Lee’s work also ranks at the top in the more specialized world of law-related popular culture. Atticus Finch, the novel’s protagonist, inspired many to become lawyers and to work for equality for African Americans. Gregory Peck won the Oscar for Best Actor in 1963 for his portrayal of Atticus Finch in the film version of the novel, and the respected American Film Institute has ranked Peck’s Atticus Finch as the greatest hero in the history of the cinema. Heroism is hard to rank, but Atticus Finch is surely popular culture’s most important lawyer.
Sadly, Lee’s final years were full of controversy. When she authorized the publication of Go Set a Watchman, a sequel to To Kill a Mockingbird, some questioned her mental soundness. Others suggested that caregivers and lawyers had manipulated her, hoping that profit from the sequel would mean larger pay-outs for them further down the road.
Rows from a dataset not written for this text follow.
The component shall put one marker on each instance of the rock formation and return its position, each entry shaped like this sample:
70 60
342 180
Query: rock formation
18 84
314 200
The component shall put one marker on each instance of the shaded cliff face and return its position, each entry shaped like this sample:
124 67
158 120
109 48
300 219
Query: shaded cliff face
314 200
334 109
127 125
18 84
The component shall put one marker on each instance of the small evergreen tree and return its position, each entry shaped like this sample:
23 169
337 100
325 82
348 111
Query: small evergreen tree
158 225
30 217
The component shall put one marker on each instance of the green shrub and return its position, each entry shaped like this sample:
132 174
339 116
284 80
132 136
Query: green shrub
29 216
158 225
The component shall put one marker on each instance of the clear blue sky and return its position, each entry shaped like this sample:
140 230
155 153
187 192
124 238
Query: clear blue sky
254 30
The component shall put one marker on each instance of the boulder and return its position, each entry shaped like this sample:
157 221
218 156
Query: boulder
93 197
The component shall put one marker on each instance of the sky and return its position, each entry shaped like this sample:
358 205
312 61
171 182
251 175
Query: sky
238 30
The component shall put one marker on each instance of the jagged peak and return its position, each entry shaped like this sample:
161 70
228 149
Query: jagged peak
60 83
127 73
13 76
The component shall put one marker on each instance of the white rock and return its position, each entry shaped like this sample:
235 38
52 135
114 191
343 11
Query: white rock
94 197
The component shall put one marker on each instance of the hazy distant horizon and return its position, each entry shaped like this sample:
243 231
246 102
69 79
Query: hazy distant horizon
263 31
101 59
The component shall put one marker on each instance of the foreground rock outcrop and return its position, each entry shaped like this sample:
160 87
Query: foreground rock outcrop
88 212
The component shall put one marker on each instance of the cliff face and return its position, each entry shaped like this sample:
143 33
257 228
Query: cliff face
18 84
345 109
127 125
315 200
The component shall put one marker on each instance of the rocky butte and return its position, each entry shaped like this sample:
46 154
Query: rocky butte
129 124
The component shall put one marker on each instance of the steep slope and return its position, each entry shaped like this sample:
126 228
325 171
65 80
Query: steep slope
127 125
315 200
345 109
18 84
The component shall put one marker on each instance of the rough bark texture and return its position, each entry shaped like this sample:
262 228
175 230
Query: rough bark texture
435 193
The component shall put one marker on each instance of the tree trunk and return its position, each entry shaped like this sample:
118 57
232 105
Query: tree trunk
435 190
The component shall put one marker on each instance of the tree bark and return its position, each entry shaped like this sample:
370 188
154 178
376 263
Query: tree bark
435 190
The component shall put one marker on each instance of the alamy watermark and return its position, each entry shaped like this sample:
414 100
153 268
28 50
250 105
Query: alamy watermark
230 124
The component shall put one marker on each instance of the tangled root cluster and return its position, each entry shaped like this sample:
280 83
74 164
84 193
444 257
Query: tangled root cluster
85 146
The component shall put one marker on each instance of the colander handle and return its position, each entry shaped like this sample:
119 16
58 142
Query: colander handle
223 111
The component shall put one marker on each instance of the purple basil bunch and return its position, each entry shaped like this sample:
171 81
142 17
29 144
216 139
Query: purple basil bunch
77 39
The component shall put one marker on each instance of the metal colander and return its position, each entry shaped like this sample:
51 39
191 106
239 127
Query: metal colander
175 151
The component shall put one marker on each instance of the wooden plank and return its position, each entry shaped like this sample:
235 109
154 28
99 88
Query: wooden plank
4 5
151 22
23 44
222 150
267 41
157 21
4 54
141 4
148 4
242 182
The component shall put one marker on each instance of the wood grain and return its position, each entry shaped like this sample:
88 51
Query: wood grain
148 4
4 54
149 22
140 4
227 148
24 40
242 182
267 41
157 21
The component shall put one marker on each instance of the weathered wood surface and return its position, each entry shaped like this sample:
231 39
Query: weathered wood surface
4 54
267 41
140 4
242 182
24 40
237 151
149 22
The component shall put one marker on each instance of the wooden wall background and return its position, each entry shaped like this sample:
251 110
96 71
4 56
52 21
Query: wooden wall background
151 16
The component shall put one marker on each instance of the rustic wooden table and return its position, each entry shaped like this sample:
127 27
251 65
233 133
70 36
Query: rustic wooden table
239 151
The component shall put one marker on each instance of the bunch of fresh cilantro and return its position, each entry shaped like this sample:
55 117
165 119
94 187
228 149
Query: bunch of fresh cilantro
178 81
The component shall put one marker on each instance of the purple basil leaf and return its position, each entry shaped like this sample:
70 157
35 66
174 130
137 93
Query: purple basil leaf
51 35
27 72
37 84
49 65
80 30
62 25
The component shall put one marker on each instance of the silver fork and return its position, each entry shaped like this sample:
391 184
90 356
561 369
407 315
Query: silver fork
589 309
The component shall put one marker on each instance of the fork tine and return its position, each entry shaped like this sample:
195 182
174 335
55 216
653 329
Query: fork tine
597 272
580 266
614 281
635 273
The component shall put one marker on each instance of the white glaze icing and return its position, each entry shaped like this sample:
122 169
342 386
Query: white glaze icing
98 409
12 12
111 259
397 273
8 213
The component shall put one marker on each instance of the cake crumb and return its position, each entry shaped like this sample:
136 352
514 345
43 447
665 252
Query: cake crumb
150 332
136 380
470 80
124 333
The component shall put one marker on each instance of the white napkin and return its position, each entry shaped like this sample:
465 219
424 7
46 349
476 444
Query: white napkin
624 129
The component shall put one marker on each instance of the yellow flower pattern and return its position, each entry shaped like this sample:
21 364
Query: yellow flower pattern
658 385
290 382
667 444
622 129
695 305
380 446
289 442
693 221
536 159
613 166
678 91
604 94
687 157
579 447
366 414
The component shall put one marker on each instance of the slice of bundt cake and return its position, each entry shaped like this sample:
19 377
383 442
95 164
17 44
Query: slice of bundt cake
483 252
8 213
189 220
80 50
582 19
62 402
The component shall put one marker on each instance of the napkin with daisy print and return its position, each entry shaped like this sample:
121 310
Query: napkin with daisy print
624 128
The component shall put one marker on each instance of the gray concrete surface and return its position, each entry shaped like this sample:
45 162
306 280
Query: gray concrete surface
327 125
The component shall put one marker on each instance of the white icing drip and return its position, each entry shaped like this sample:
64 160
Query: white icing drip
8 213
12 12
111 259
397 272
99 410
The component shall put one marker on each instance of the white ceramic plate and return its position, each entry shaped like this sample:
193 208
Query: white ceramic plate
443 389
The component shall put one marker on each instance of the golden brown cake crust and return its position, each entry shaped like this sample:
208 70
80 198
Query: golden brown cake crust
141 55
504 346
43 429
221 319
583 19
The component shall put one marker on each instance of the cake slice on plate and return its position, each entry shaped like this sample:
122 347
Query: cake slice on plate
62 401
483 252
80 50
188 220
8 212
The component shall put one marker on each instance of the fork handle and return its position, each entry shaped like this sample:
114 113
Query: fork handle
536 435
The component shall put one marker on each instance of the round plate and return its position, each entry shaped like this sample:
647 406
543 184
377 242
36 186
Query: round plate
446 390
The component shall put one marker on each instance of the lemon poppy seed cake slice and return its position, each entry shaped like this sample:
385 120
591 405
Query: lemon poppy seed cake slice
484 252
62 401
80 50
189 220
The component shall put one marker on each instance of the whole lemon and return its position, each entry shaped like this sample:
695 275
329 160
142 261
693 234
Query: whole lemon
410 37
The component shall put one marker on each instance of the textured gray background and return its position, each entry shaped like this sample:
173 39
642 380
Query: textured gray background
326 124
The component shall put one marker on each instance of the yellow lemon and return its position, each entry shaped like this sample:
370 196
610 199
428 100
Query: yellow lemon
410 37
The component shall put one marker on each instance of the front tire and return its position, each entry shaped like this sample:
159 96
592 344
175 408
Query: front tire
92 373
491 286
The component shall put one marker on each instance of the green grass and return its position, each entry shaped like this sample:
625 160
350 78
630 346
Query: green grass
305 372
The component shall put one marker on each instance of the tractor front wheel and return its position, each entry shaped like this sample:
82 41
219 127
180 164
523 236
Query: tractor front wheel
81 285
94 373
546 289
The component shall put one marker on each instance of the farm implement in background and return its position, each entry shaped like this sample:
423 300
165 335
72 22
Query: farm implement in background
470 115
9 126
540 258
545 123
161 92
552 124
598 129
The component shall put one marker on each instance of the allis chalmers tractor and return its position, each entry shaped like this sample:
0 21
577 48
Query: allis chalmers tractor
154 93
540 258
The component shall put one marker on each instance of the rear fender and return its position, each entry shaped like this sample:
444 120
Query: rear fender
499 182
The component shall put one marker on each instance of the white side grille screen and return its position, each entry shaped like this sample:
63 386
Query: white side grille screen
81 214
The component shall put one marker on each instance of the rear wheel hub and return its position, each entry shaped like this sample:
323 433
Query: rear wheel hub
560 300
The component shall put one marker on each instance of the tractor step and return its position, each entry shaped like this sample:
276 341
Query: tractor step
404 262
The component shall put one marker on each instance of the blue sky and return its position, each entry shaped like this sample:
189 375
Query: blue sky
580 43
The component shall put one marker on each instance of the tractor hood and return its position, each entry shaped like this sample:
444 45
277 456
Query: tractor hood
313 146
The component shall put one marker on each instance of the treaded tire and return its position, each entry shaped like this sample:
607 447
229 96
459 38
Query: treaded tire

And Go Set a Watchman was indeed disillusioning. It revealed racial bias on Atticus Finch’s part so severe that his grown-up daughter at least temporarily turned away from her father. My goodness, was the great crusader for racial equality a bit of a bigot?
For my part, I choose to remember what To Kill a Mockingbird had to say about law and racial inequality. To wit, law, legal proceedings, and legal institutions must be purged of bias if African Americans are ever to achieve full equality in the United States. Against the backdrop of police shootings of young African Americans, questionable conduct by prosecutors, and malfunctioning grand juries, the lesson from To Kill a Mockingbird seems even truer than when Lee wrote her extraordinary novel.